Desde ese momento se encontraron siempre esos dos niños allí, para bicicletear. Era una imagen. Una visión muy lejana. Pero que sobrevivía en el presente, por encima del tiempo transcurrido. Un relato de su padre, escuchado muchas tardes ¿Qué habrían hecho los años de aquel otro niño ...luego que las casonas de la orilla fueran demolidas para dar lugar a dos nuevas calles?
Durante la infancia de su padre aquella avenida nueva de piedras blancas de La Cañada, con su forma sinuosa por el movimiento del lecho de agua, le pareció una fabulosa serpiente. Sin duda lo fue, pues el reptil devoró las casonas y él perdió a su amiguito a quien no vio más. Los ciudadanos levantaron la frente y las callejas se replegaron dentro del corazón de las manzanas.
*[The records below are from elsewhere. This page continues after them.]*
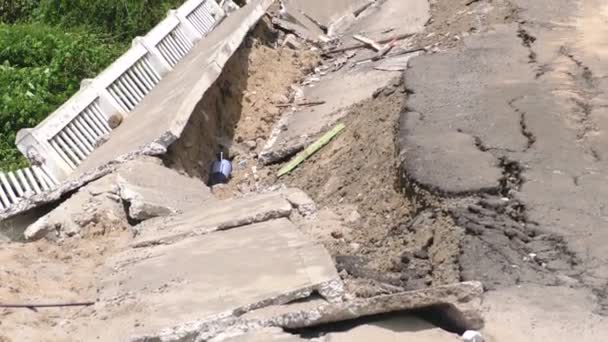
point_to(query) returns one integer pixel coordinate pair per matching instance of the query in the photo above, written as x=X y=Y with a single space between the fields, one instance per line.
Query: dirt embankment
x=236 y=115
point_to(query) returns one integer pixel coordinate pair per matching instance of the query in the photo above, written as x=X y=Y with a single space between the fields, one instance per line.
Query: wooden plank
x=310 y=150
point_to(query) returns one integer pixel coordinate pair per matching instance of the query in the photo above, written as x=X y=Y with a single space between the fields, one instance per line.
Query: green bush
x=41 y=68
x=122 y=20
x=12 y=11
x=48 y=46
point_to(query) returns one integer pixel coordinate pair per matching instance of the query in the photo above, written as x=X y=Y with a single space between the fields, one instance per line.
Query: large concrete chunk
x=463 y=299
x=153 y=190
x=94 y=209
x=215 y=276
x=219 y=215
x=146 y=187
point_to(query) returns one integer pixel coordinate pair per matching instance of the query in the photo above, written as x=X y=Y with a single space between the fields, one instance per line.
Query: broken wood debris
x=300 y=104
x=310 y=150
x=382 y=41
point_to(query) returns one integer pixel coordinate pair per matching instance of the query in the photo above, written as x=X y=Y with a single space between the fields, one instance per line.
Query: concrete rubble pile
x=198 y=268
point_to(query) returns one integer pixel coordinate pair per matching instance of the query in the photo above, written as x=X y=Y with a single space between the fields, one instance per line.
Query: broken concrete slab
x=218 y=215
x=94 y=209
x=462 y=301
x=397 y=327
x=162 y=116
x=152 y=190
x=204 y=279
x=141 y=184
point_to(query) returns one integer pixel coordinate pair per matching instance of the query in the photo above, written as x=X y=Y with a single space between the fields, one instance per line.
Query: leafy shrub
x=12 y=11
x=122 y=20
x=41 y=68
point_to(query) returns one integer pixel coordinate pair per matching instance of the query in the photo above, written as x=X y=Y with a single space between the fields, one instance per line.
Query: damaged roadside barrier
x=221 y=169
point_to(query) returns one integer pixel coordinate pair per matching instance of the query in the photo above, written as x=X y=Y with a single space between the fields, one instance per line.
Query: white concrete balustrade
x=70 y=134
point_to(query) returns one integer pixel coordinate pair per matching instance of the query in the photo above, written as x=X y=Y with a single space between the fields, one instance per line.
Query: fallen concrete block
x=326 y=12
x=464 y=300
x=94 y=209
x=218 y=215
x=152 y=190
x=176 y=289
x=464 y=297
x=98 y=206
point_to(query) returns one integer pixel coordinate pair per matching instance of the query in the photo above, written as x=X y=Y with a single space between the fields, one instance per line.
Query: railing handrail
x=58 y=144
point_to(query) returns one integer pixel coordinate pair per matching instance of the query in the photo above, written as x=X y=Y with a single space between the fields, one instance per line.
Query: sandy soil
x=236 y=115
x=47 y=272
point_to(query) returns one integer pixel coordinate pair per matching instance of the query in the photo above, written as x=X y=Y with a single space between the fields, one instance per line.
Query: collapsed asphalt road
x=485 y=160
x=508 y=131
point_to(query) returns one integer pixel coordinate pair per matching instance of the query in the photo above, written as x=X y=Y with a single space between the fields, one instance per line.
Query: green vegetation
x=48 y=46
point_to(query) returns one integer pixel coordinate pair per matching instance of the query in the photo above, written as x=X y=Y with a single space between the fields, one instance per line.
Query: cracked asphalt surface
x=508 y=131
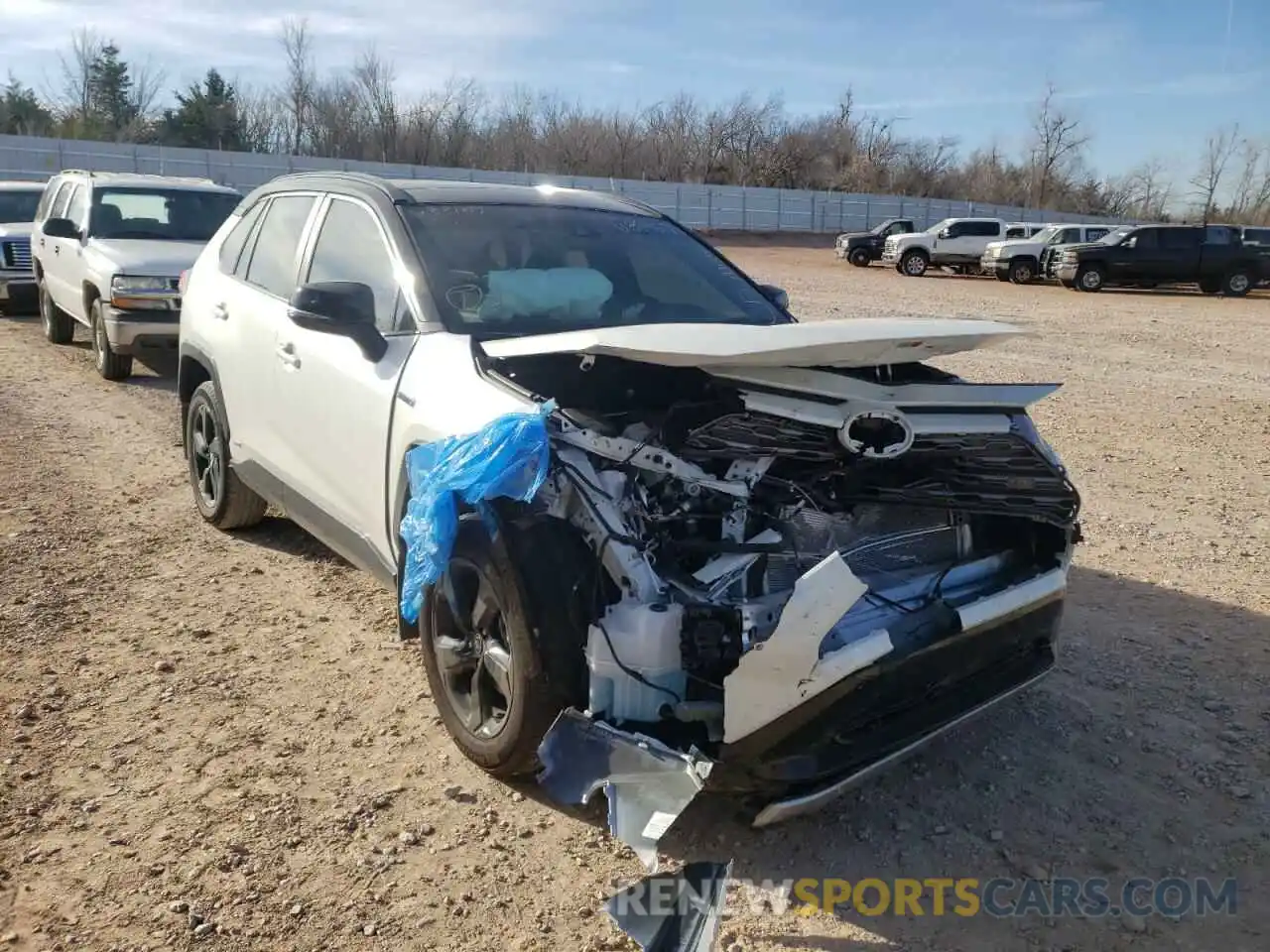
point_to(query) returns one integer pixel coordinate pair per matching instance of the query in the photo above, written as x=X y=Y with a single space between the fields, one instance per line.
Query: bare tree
x=1057 y=140
x=302 y=81
x=1218 y=150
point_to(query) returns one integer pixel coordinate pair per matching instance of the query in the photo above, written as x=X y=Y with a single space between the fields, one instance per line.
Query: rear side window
x=275 y=257
x=77 y=206
x=46 y=200
x=64 y=195
x=1179 y=239
x=231 y=249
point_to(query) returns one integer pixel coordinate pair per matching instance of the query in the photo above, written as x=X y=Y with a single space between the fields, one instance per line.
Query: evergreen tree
x=111 y=95
x=206 y=116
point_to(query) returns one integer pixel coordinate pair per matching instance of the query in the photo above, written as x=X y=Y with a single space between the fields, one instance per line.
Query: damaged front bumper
x=803 y=728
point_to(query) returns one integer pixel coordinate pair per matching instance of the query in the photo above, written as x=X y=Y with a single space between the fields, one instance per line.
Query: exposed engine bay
x=921 y=506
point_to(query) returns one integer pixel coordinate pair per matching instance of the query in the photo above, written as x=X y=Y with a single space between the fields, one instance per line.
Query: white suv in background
x=952 y=243
x=108 y=253
x=1020 y=259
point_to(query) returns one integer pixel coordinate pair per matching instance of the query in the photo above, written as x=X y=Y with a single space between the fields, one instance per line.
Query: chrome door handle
x=287 y=354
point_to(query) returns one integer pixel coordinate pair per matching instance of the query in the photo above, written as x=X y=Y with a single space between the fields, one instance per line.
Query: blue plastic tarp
x=508 y=458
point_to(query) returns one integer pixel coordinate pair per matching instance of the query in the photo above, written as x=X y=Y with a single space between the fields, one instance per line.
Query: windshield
x=508 y=270
x=159 y=214
x=18 y=206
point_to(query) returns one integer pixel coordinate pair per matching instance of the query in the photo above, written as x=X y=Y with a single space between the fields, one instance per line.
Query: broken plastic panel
x=508 y=457
x=648 y=784
x=674 y=911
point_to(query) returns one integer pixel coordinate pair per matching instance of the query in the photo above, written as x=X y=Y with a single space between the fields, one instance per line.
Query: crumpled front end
x=810 y=572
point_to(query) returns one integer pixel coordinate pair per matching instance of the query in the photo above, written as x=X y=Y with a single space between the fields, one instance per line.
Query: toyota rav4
x=109 y=249
x=783 y=552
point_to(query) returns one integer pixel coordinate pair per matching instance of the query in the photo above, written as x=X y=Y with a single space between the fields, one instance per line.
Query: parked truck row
x=1223 y=259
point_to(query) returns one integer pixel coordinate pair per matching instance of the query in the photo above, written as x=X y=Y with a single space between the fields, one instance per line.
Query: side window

Las moradas de los hombres se elevaron hacia arriba. Desde el vértice de las mismas una línea blanca de piedras, les recordaba con su longitud serpenteante, a las antiguas calles coloniales.
Aquel era un paisaje distinto y lejano, que conocieron los citadinos cordobeses de antaño, como el padre de Luz en su infancia. Con esas casonas enrejadas de tipo arábigo-andaluz, cuyas enredaderas caían desde sus terrazas en forma de lluvia, rozando la calleja empedrada que rodeaba al Calicanto. A las cuales dibujaría por años el gran artista y grabador Oscar Meyer. A su vez inundadas de tiempo en tiempo, por los desbordes del agua tras las lluvias torrenciales.
Y despertando de ese ensueño la niña salió del espejo, para retornar como todas las tardes en compañía de los nietos estudiantes, que habitaban junto con ella en la casa de la Abuela de ellos.